McCoun Family Poppy Seed Cake Recipe by Linsey Bove
This cake has been a part of my family since long before I was born and part of my life for as long as I can remember. Having been adopted and raised by my grandparents, this special recipe of my grandmother (mom)’s was not only a regular part of our holiday traditions but a special treat I would often come home to on school days just because Mom felt like making it. I was taught to make it at a very young age and have had the simple, 6-ingredient recipe memorized since that time. Mom made sure of that! I have made it quite often over the years for special occasions or simply because I longed for that familiar flavor. This recipe feels so much like home and reminds me so very much of my mother, especially after her death in 2015. I think of her every time I make it, and it is my blessing to share her recipe and her precious memory with all of you. It is wonderful as a dessert all on its own, paired with fruits, served with hot tea or coffee, and even for breakfast!

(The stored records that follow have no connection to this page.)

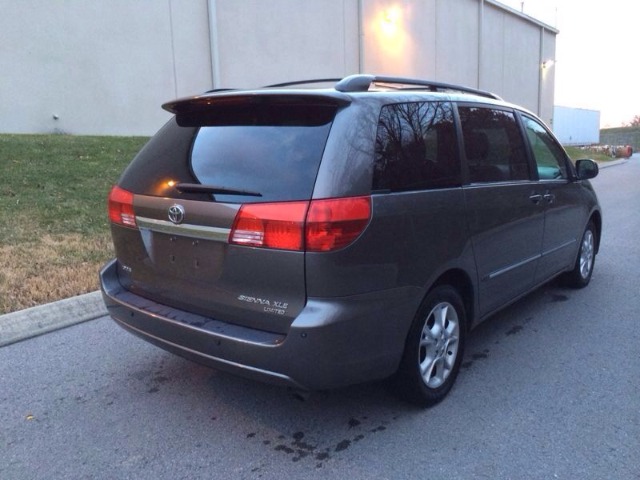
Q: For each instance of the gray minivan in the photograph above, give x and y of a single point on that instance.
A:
(320, 237)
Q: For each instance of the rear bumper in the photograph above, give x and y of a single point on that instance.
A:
(332, 343)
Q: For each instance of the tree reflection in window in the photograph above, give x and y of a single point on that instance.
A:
(493, 145)
(416, 147)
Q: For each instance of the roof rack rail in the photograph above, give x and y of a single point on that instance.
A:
(362, 83)
(304, 82)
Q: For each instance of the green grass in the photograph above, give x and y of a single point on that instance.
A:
(53, 218)
(576, 153)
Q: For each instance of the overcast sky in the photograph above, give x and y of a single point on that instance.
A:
(597, 54)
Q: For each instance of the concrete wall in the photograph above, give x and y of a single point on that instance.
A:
(106, 66)
(260, 42)
(100, 67)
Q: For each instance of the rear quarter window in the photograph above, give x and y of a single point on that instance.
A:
(416, 147)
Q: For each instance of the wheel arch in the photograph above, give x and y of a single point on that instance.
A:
(460, 280)
(596, 218)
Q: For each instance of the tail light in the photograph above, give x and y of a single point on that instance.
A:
(270, 225)
(316, 226)
(121, 207)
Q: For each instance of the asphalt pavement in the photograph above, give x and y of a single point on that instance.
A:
(35, 321)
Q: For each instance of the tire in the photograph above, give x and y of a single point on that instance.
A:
(434, 348)
(580, 276)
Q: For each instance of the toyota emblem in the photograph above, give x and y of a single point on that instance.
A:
(176, 214)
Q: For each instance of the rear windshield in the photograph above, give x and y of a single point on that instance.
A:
(271, 151)
(274, 155)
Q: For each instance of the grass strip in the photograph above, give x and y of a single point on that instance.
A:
(54, 232)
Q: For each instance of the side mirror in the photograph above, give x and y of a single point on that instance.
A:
(586, 169)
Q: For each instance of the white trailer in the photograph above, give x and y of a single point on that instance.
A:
(576, 126)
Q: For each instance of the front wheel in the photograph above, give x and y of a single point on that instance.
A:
(580, 276)
(434, 348)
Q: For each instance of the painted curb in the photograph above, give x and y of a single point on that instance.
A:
(34, 321)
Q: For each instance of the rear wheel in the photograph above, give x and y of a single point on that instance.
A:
(580, 276)
(434, 348)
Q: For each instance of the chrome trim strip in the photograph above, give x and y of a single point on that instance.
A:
(502, 271)
(185, 229)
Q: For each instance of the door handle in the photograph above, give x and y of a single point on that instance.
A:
(535, 198)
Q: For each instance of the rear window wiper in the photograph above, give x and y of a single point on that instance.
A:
(213, 189)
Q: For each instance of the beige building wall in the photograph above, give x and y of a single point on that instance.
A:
(106, 66)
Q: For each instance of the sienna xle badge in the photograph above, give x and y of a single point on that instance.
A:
(317, 238)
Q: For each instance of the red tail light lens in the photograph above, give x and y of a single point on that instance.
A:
(335, 223)
(270, 225)
(121, 207)
(318, 226)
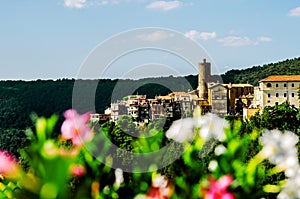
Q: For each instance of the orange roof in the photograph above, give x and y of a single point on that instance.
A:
(282, 78)
(179, 93)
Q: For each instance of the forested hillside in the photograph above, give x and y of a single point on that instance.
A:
(18, 99)
(254, 74)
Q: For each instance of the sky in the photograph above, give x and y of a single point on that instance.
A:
(53, 39)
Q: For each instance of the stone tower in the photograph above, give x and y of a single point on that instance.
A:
(204, 70)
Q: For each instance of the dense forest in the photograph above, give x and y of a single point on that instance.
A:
(19, 99)
(256, 73)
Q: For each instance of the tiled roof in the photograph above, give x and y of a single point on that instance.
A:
(238, 85)
(179, 93)
(282, 78)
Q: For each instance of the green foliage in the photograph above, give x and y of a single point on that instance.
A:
(256, 73)
(12, 140)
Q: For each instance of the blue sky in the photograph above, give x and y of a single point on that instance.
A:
(50, 39)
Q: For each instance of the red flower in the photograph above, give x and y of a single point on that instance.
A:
(75, 127)
(218, 189)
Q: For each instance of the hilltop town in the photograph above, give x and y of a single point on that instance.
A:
(222, 99)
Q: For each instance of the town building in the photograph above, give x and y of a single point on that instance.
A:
(278, 89)
(218, 98)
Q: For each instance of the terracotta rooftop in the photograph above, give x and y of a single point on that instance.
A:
(179, 93)
(282, 78)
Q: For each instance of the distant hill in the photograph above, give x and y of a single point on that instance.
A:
(254, 74)
(18, 99)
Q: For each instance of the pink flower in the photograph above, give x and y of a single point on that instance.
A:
(160, 188)
(75, 127)
(218, 189)
(8, 165)
(77, 170)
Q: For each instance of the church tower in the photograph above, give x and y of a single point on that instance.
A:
(204, 70)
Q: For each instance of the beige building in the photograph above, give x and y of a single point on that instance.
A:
(278, 89)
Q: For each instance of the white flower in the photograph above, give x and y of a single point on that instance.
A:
(280, 148)
(119, 177)
(182, 130)
(159, 181)
(212, 126)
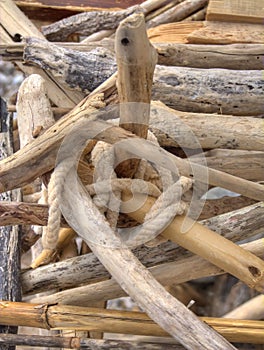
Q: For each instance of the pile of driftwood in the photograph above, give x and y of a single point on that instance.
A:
(121, 215)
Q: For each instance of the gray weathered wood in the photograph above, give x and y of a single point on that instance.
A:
(82, 343)
(245, 164)
(10, 288)
(197, 130)
(234, 56)
(187, 89)
(182, 270)
(237, 225)
(77, 71)
(87, 23)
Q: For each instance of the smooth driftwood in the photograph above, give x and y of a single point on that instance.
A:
(210, 91)
(180, 271)
(128, 322)
(78, 71)
(226, 33)
(177, 13)
(252, 309)
(236, 226)
(14, 26)
(83, 343)
(233, 56)
(10, 287)
(206, 131)
(87, 23)
(15, 169)
(22, 213)
(136, 59)
(124, 267)
(235, 11)
(236, 56)
(197, 16)
(34, 113)
(245, 164)
(187, 89)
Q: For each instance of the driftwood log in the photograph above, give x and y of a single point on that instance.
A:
(84, 343)
(12, 30)
(55, 316)
(10, 287)
(14, 171)
(183, 88)
(233, 56)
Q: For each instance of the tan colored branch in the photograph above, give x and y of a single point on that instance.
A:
(68, 317)
(209, 245)
(183, 270)
(253, 309)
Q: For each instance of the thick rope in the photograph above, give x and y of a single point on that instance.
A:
(107, 197)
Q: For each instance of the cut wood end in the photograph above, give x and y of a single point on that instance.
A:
(133, 22)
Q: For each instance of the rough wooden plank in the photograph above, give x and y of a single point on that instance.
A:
(233, 56)
(186, 89)
(87, 23)
(83, 343)
(177, 12)
(236, 226)
(227, 33)
(236, 11)
(244, 164)
(136, 59)
(182, 270)
(15, 26)
(47, 145)
(10, 288)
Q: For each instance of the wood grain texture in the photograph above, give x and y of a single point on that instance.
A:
(182, 88)
(10, 239)
(226, 33)
(236, 11)
(15, 25)
(63, 317)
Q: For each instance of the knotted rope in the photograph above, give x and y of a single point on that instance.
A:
(106, 193)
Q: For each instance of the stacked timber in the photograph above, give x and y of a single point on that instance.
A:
(127, 120)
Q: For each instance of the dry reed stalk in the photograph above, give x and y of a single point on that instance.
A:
(127, 322)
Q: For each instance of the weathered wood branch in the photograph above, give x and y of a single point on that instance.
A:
(59, 316)
(136, 59)
(15, 170)
(244, 164)
(233, 56)
(79, 71)
(182, 88)
(252, 309)
(182, 270)
(236, 226)
(83, 343)
(177, 13)
(10, 240)
(206, 243)
(22, 213)
(87, 23)
(14, 24)
(197, 130)
(236, 56)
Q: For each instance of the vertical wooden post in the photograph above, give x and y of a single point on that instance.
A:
(9, 235)
(136, 60)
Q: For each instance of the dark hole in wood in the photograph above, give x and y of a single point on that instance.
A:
(17, 38)
(254, 271)
(125, 41)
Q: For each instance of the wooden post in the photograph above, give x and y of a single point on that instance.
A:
(136, 60)
(10, 288)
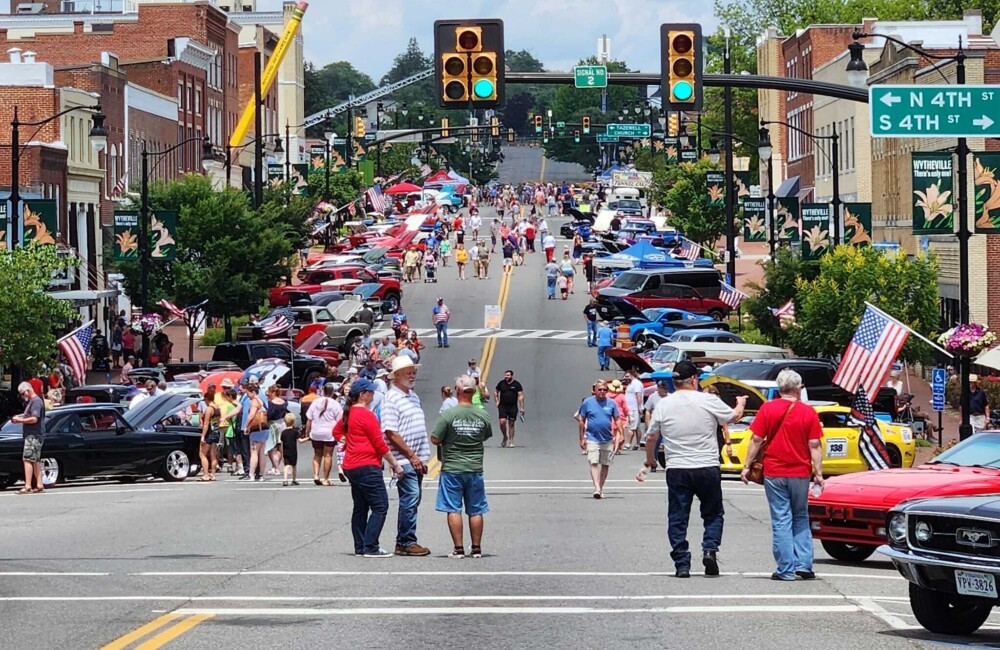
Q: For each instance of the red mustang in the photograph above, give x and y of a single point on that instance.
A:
(849, 516)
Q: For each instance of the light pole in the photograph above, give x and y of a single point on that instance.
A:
(857, 75)
(144, 243)
(764, 151)
(98, 139)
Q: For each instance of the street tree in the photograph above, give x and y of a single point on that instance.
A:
(30, 318)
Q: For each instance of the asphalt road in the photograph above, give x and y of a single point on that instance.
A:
(236, 565)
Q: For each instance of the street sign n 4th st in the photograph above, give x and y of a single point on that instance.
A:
(899, 111)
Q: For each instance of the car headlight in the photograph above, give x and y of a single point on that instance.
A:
(897, 528)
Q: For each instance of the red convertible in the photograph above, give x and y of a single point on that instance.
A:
(849, 516)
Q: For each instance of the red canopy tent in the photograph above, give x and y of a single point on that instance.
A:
(403, 188)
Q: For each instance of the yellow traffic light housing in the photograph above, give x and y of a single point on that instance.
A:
(681, 64)
(469, 63)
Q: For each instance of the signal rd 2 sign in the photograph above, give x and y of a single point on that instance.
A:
(590, 76)
(629, 130)
(899, 111)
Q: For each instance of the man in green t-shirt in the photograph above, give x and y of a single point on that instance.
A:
(460, 433)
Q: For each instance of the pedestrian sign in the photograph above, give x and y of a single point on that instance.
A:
(904, 111)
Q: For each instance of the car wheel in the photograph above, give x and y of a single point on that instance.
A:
(944, 613)
(176, 466)
(895, 457)
(51, 472)
(848, 552)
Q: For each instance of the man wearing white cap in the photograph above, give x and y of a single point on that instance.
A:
(406, 433)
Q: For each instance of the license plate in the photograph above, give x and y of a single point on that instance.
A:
(972, 583)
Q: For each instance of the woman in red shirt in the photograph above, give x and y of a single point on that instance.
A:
(363, 453)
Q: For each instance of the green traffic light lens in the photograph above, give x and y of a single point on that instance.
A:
(483, 89)
(682, 91)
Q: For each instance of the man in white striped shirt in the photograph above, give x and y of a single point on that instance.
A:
(405, 432)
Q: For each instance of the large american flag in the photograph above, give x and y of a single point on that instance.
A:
(731, 295)
(870, 441)
(376, 198)
(871, 352)
(76, 347)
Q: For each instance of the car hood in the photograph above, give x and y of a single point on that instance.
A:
(154, 409)
(888, 487)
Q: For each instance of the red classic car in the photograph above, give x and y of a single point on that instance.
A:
(848, 517)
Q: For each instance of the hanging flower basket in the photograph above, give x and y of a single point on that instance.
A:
(967, 339)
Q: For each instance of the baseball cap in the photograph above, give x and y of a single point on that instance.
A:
(685, 370)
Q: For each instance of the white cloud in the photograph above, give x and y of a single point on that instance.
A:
(370, 33)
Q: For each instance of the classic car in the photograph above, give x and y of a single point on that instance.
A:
(105, 440)
(947, 548)
(849, 517)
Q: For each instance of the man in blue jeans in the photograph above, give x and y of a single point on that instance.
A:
(688, 420)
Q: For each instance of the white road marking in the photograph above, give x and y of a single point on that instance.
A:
(559, 611)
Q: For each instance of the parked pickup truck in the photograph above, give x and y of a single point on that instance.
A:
(244, 354)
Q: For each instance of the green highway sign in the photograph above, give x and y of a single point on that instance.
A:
(590, 76)
(903, 111)
(629, 130)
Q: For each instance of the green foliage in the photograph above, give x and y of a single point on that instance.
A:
(30, 318)
(829, 307)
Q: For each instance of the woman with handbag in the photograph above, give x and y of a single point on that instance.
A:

– Linsey McCoun Bove, Middle School Teacher
- 1 Duncan Hines Butter Golden Cake Mix
- 1⁄2 Cup Sugar
- 2/3 Cup Oil
- 4 eggs
- 1 small container of poppy seeds (1.25 oz)
- 1 8 oz. container of sour cream
- Preheat oven to 350
- Butter a Bundt pan. Be sure to cover every inch.
- Spread sugar across every inch of the butter to create a coating.
- Mix the cake mix, sugar, and oil.
- Add the eggs one at a time, mixing in between.
- Mix in the poppy seeds until well blended.
- Fold in the sour cream little bits at a time. Make sure it all blends, but do not mix.
- Pour mixture into prepared Bundt pan.
- Bake at 350 for 45 minutes
Let cool completely before flipping. It is best served the day after baking.